Some users express concerns about voice cloning and transitioning from Jax to Pytorch

Comparison with Google's unreleased TTS model is brought up

Users are impressed by the capabilities of the model and aspire to reach similar levels

Some users express jealousy over the model's development timeline and their own programming experience.

unveiling-gemini-2-5-tts-mastering-single-and-multi-speaker-audio-generation
Sam Witteveen

Unveiling Gemini 2.5 TTS: Mastering Single and Multi-Speaker Audio Generation

Discover the groundbreaking Gemini 2.5 TTS model unveiled at Google IO, offering single and multi-speaker text to speech capabilities. Control speech style, experiment with different voices, and craft engaging audio experiences with Gemini's native audio out feature.

google-io-2025-innovations-in-models-and-content-creation
Sam Witteveen

Google IO 2025: Innovations in Models and Content Creation

Google IO 2025 showcased continuous model releases, including 2.5 Flash and Gemini Diffusion. The event introduced Image Gen 4 and VO3 video models in the innovative product Flow, revolutionizing content creation and filmmaking. Gemini's integration of MCP and AI Studio refresh highlight Google's commitment to technological advancement and user empowerment.

nvidia-parakeet-lightning-fast-english-transcriptions-for-precise-audio-to-text-conversion
Sam Witteveen

Nvidia Parakeet: Lightning-Fast English Transcriptions for Precise Audio-to-Text Conversion

Explore the latest in speech-to-text technology with Nvidia's Parakeet model. This compact powerhouse offers lightning-fast and accurate English transcriptions, perfect for quick and precise audio-to-text conversion. Available for commercial use on Hugging Face, Parakeet is a game-changer in the world of transcription.

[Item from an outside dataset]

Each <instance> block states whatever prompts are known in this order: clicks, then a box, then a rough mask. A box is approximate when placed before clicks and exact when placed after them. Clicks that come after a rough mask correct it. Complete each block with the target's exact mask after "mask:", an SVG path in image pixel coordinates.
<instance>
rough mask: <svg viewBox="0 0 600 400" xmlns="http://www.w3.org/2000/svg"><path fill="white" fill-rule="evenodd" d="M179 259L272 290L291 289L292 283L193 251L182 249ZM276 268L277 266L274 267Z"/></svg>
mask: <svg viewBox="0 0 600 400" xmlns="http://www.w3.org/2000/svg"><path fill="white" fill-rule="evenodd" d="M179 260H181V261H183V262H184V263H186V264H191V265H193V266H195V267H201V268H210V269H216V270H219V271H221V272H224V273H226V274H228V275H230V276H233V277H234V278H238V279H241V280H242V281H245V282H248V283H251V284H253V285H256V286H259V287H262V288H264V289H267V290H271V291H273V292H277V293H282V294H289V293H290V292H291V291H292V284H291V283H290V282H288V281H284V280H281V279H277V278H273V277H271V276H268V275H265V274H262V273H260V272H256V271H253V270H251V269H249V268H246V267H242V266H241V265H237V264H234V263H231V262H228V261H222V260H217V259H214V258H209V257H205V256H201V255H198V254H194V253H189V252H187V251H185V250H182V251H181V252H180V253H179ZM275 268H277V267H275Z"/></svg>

optimizing-ai-interactions-geminis-implicit-caching-guide
Sam Witteveen

Optimizing AI Interactions: Gemini's Implicit Caching Guide

Gemini team introduces implicit caching, offering 75% token discount based on previous prompts. Learn how it optimizes AI interactions and saves costs effectively. Explore benefits, limitations, and future potential in this insightful guide.